Az kalsın unutuyordum, bir ara da aktarlar moda olmuştu. Yedi çeşit bitki karışımı alıp kaynattık kaynattık içtik. Ama zayıflayamadık. Biz bunu anlayınca aktarlar da azaldı.
Oturup ailece kafa yoruyoruz. “Acaba hangi işi yapsak tutar” ? Çocuk yuvaları açtık kapattık . “Düğün salonu acaip iş yapıyor , yazın yer bulunmuyor” sözlerine takıldık olmadı. Gözlemlerime göre en çok açılıp da hemen kapanmayan iş yerleri emlakçiler. İş hanlarında sıra sıra duruyorlar.
Bir masa , birkaç sandalye ile, fazla masraf istemeyen bu iş yerleri modası geçmeyenlerden.
Güzellik salonları ile tur acenteleri de pek tutmadı. Lükse giriyorlar sanırım.
Özel okul ve özel eğitim merkezleri modası da, çok sermaye istediğinden az sayıda kaldı. Yol üstü bir şehir olmamızdan kaynaklanan tesis açma modası da aynı sebepten, aynı sayıda yerinde saymakta… Ya da yol güzergahımızın Niğde , Nevşehir , Ortaköy sathına kaydırılması planlanmış olması ve Aksaray’ın bu makas oluşu avantajının da elinden gitmiş olması nedeniyle modası geçmiş olabilir.

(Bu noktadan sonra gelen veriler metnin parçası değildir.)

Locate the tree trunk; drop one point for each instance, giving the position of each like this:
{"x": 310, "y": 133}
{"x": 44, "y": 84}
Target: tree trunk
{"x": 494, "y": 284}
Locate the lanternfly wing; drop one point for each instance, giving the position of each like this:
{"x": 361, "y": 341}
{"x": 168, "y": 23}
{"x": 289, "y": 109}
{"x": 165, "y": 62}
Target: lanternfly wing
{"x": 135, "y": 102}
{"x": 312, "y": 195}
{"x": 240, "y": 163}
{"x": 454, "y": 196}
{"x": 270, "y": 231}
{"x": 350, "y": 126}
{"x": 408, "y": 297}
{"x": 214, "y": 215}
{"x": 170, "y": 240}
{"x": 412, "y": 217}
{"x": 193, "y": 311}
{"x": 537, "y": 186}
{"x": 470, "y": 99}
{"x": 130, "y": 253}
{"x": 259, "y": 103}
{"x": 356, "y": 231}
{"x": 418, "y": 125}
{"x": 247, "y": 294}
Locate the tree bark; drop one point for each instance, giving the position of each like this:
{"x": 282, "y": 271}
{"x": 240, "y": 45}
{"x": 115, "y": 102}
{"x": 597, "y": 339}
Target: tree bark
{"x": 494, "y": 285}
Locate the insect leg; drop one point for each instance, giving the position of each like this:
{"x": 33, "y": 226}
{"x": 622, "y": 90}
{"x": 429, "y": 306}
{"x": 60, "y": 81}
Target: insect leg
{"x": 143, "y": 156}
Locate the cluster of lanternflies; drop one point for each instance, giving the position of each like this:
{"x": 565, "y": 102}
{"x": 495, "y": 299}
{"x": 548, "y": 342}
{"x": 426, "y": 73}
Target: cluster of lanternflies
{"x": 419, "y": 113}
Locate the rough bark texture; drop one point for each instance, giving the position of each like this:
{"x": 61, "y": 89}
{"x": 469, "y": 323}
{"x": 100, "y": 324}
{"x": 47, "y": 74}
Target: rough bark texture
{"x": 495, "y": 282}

Neyse… Kimin ne işle uğraşacağı konusu fazla sürdü. Gönül ister ki; EVLER EV GİBİ KALSIN, ÇARŞILAR ÇARŞI GİBİ OLSUN. Bu yarış halinde açılma kapanma, nelerin nerelerde satıldığı belli olamama durumu sona ersin.
Şehrimiz bir düzene, esnafımız da kararlı bir tutuma ulaşsın. Herkese BOL KAZANÇLAR.